The Internet of things (IOT) is growing exponentially. Analysts predict that in five years, the IOT will grow to 26 billion devices, over and above tablets, computers and smartphones.
"The IOT will come hand in hand with a lot of disruption," says Simon Campbell-Young, CEO of Phoenix Distribution. "Executives need to be prepared."
However, he says not all executives understand what it is they need to be ready for. "What are the 'things' in the IOT that we need to be ready for? There are all sorts of devices, from your household fridges, light bulbs, locking, baby monitors - all of which will be communicating with each other. They will have sensors and will be able to respond to and communicate with one another."
He says there is also a new range of IOT devices, many of which we haven't even thought of. "The possibilities are endless. We've seen smartwatches, but what about running shoes that measure distance and heart rate, earphones that connect to the internet to stream music, clothes with sensors - all of these things looking for presence, creating data streams around objects of all types."
As we see device capabilities increasing, and technology becoming more intuitive and sophisticated, the IOT will burgeon. "It will be hard to control and implement standards. We will see much disparateness, particularly initially, as there will be different mechanisms by which devices communicate."
He says that although standards will be developed and will evolve over time, different standards will need to be applied to different verticals. "Think medical devices such as insulin pumps, or pacemakers, for example. Think cars, and security systems. The more safety and security is needed, the more stringent standards will need to be."
According to him, on a personal level, the IOT will drive a new level of awareness, with behavioural prediction, health stats, social presence and similar. "For businesses, the changes will be more extreme. Device manufacturers of all types will be under pressure to make everything smart, and user friendly, and all this while trying to beat their competitors to market. In addition, these devices will all create new data sources, adding to the flood of big data which is already drowning organisations."

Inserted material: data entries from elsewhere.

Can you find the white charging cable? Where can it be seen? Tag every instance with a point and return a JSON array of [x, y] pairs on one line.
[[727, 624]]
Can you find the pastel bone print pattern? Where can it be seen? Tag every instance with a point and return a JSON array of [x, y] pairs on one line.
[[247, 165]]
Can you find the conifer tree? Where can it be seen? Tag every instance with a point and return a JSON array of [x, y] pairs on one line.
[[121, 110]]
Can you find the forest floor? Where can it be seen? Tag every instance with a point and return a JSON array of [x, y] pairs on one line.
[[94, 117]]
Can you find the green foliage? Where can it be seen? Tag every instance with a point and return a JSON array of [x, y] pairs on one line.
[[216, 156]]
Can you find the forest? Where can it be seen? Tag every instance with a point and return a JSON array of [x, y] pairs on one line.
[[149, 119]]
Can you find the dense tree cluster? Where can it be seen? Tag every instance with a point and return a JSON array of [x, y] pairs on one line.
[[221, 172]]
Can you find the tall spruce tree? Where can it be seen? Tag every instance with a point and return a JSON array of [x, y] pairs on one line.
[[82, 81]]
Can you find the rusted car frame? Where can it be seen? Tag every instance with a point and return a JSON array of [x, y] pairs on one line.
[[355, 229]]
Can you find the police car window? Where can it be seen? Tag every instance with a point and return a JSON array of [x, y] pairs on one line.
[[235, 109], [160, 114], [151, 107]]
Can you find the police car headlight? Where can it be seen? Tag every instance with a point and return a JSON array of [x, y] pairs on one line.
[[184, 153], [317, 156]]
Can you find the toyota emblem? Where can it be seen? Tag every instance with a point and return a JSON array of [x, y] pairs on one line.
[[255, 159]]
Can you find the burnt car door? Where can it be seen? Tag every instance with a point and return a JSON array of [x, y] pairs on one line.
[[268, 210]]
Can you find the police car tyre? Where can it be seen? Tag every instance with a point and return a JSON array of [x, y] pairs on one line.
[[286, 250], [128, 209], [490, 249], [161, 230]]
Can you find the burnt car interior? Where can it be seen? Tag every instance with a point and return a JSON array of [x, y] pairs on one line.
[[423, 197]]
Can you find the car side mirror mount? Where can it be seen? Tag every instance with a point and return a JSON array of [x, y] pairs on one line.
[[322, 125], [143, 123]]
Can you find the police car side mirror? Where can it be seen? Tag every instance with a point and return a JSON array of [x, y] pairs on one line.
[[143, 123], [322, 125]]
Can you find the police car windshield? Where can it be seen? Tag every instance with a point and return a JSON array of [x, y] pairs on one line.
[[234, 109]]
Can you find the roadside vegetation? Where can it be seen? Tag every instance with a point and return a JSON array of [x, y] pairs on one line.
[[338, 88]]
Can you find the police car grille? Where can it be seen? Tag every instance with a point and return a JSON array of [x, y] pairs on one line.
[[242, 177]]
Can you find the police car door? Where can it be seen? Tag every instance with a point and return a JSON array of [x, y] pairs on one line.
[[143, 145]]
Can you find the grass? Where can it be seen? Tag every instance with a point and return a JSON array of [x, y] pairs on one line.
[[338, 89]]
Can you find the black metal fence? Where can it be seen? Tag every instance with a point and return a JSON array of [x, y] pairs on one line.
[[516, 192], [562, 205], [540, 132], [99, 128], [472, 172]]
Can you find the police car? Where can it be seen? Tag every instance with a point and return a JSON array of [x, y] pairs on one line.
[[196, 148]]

Campbell-Young says this will in turn drive questions of how this information can be used, and for what, and when, and how the data will help businesses to optimise their operations, communications and marketing behaviours.
"At the end of the day, harnessing the IOT effectively will mean competitive advantage, and executives need to learn this skill. Possibly the biggest challenge for executives will be the collection and analysis of this data, and then turning this into actionable business insights to gain an advantage."
Businesses who embrace the IOT, and understand how it can help them to innovate, explore new business opportunities, and harness customer knowledge will stay ahead of the pack, he concludes.